勉強をしていればより高度な仕事ができるようになり年収が増えるだろう、と考えて勉強をしています。
それが楽しいのかというとそうではなく、異様な焦燥感を感じる時があります。
これはなぜかというと、本書でいう外部から影響を受けた結果の行動だからです。
自分の潜在意識は、「そんなことやらなくても良くね?」と思っているかもしれません。その上から「いや勉強しなければならない」といった「外部から受けら影響の産物」をぐちゃぐちゃに塗ったくっているため異様に疲れることがあるのかもしれません。
では、真の自分の考えというのはどうやってわかるのか。それは残念ながら本書には書いてありません。
「自分の考えなんてものはない、この人間社会事態が全て虚空のもの」と書いてあるような印象です。
まぁなので、自分が何をすべきか、自分は何がしたいのか、といったことは、いったん周りのいうこと(親、友人、家族、インフルエンサー、本に書いてることなど)全部抜きにして、自分で考えてみた方がいいみたいです。

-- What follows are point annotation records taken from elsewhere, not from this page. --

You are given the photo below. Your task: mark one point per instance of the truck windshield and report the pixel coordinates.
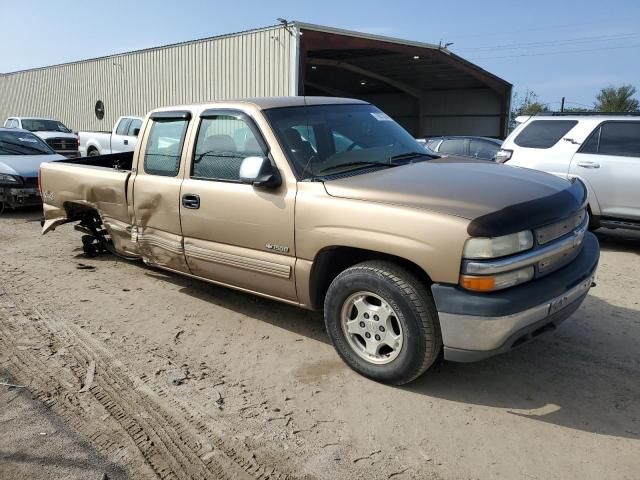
(22, 143)
(40, 125)
(322, 140)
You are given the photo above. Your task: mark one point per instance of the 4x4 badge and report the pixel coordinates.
(277, 248)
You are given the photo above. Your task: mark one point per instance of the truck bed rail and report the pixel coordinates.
(118, 161)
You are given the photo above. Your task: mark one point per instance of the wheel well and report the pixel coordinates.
(330, 261)
(76, 211)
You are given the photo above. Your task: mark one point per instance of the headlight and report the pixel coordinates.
(482, 248)
(490, 283)
(4, 178)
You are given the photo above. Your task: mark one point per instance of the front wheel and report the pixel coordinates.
(382, 321)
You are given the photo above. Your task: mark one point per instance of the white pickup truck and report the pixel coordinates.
(122, 138)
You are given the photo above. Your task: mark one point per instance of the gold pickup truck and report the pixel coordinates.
(327, 203)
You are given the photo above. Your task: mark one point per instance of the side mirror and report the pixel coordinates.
(259, 172)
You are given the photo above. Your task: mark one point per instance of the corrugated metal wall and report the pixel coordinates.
(248, 64)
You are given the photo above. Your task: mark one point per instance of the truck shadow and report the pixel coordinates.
(585, 376)
(619, 240)
(28, 214)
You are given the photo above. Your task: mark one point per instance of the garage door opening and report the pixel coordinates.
(427, 89)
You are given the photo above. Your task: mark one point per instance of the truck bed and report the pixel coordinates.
(118, 161)
(99, 183)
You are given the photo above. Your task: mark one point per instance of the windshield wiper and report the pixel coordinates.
(359, 165)
(408, 155)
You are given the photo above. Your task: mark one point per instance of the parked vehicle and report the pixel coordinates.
(21, 154)
(482, 148)
(602, 150)
(329, 204)
(122, 138)
(54, 132)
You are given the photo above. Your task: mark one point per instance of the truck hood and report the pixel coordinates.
(45, 135)
(25, 165)
(497, 199)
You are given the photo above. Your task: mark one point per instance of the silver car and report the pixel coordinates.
(21, 154)
(601, 150)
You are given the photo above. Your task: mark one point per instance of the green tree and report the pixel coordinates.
(527, 105)
(617, 99)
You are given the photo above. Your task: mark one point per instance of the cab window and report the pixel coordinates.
(123, 126)
(224, 140)
(164, 147)
(133, 126)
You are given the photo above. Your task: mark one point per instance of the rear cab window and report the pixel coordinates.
(165, 142)
(544, 133)
(136, 123)
(123, 126)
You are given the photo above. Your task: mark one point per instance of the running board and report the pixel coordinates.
(620, 224)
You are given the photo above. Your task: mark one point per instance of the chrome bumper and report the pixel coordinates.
(469, 338)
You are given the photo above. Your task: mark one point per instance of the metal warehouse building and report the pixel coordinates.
(427, 89)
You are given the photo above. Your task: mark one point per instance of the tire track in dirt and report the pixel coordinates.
(172, 447)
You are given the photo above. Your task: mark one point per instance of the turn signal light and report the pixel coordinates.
(478, 284)
(490, 283)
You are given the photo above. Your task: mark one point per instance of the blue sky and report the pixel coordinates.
(555, 48)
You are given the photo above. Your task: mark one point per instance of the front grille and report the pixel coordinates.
(556, 230)
(63, 144)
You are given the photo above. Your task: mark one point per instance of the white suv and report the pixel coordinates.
(601, 150)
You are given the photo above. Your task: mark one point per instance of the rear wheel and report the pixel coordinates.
(382, 321)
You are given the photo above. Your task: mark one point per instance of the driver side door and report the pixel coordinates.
(236, 234)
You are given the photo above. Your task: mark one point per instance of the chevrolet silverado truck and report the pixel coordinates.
(328, 204)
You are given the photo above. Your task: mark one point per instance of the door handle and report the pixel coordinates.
(190, 200)
(587, 164)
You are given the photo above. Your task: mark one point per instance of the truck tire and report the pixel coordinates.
(382, 321)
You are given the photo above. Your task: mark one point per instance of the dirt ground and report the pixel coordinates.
(168, 377)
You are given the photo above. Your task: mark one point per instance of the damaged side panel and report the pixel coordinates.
(70, 192)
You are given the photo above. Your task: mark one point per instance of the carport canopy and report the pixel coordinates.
(426, 88)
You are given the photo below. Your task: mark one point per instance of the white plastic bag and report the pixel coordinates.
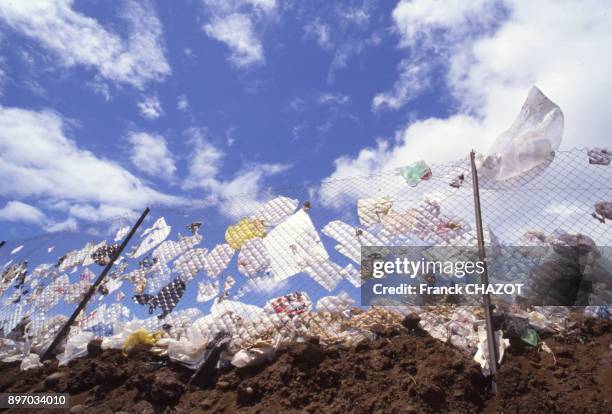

そしてその考えはどこからきたのかをしっかり辿ったほうがいいですね。親が言っていたからとか、この人が言っているからとかそういうのが動機になっていたりしますので。
長くなりましたが、自分で考えていることは実は外部から受けた影響の産物であること、人間は自分の精神的安定を第一に行動すること、などといった考えは今後の人生において、何か決断をするときなど、「まてよ」と一つ下がって自分を客観的に見るきっかけになるなと本書を読んで思いました。